Rust for the Rustless

Posted April 26, 2024

It has been a while. I hope you have not missed me! It seems that Rust is gaining steam and more people are starting to use it for building trading platforms. I have been advising people in the most tactless way possible that their life would be better if they embrace the crustation. So here we are. I have about two years of Rust experience under my belt, Although time is not the only measure of ability. There are some very “Rusty” ways to do things that are good to know about when you first start. As I have become more experience with Rust there are some common problems that I have found myself refactoring a lot. This article is a list of some of the main things I wish I knew when I started and also some helpful resources to help you on your Rust journey.

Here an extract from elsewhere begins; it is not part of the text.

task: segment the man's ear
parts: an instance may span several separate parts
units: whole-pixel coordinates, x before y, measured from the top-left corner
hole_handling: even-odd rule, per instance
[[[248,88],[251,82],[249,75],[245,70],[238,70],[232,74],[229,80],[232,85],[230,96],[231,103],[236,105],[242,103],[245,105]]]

Avoiding Unwraps Everywhere

Rust makes everything explicit. It also often makes you think

  • what if this doesnt work?
  • Are you sure the key is in the map?

Many functions in Rust return Options or Results. You cannot use them directly, so to get at the value in them, you can use unwrap(). At first it is temping to unwrap everything.

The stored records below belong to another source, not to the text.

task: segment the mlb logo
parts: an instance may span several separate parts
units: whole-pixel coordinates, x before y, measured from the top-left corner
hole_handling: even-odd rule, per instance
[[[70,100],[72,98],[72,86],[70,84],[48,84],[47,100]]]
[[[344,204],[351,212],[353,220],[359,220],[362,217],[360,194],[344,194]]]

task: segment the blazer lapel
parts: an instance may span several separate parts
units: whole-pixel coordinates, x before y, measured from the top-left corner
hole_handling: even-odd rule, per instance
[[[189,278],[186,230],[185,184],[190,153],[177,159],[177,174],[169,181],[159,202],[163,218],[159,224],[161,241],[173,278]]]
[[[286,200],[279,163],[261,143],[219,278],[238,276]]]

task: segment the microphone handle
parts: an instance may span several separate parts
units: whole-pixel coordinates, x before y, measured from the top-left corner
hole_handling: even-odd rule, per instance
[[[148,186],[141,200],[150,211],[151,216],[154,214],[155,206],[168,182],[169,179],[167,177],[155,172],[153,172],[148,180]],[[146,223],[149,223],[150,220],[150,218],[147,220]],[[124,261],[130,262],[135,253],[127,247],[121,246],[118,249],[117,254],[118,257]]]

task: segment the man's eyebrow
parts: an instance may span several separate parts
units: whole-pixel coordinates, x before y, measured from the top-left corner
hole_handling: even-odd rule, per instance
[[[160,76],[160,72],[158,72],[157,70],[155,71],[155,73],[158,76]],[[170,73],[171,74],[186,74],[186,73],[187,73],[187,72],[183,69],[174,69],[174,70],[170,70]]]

let lookup: HashMap<u32, &str> = HashMap::from([(1, "Binance"), (2, "Okex")])
let name = lookup.get(&1).unwrap();

The issue is if the Option is None, or Result is Err, the program panics. Using unwrap is often tempting as one of the correct ways to deal with Options is to use the match statement to check the type. Using match is quite verbose, and often you only want to deal with the happy case.

let lookup: HashMap<u32, &str> = HashMap::from([(1, "Binance"), (2, "Okex")])
match lookup.get(&1){
    Some(name) => { println!("{}", name); }
    None => { /* error handling */ }
}

So it is temping to just use unwrap everywhere to avoid the boilerplate, but eventually you will get really unstable code due to the code panicking caused by this.

The solution to this is using If let

let lookup: HashMap<u32, &str> = HashMap::from([(1, "Binance"), (2, "Okex")])
if let Some(name) lookup.get(& 3) {
    println ! ("{}", name);
} else {
    eprintln ! ("What are you doing?");
}

or it is possible to give defaults to unwrap so that it is able to deal with the cases where it would otherwise return None

let lookup: HashMap<u32, &str> = HashMap::from([(1, "Binance"), (2, "Okex")])
if name = lookup.get(&1).unwrap_or("NA");
println!("{}", name);

Pattern Matching

Where this gets quite neat is dealing with situations where you have many optional variables. So in the example

let A_opt = Some(4);
let B_opt = Some("cat");
let C_opt = Some(3.14);

println!("a: {} b: {} c: {}", A_opt.unwrap(), B_opt.unwrap(), C_opt.unwrap());

Using multiple unwraps is just bad.

You could have an early exit, or a series of early exit checks.

if A_opt.is_none() || B_opt.is_none() || C_opt.is_none() { return }
println!("a: {} b: {} c: {}", A_opt.unwrap(), B_opt.unwrap(), C_opt.unwrap());

This will at least not panic, but it is still kind of garbage as you are not really dealing with the edge cases.

A better solution is using match and pattern matching to be able to deal with different combinations

match (A_opt, B_opt, C_opt) {
    (Some(a), Some(b), Some(c)) => {
        println!("a: {} b: {} c: {}", a, b, c);
    }
    (a, b, c) => {
        if a.is_none() { eprintln!("A is none"); }
        if b.is_none() { eprintln!("B is none"); }
        if c.is_none() { eprintln!("C is none"); }
    } 
}

So the above code allows the different cases to be dealt with separately if needed and the happy case to be simply defined.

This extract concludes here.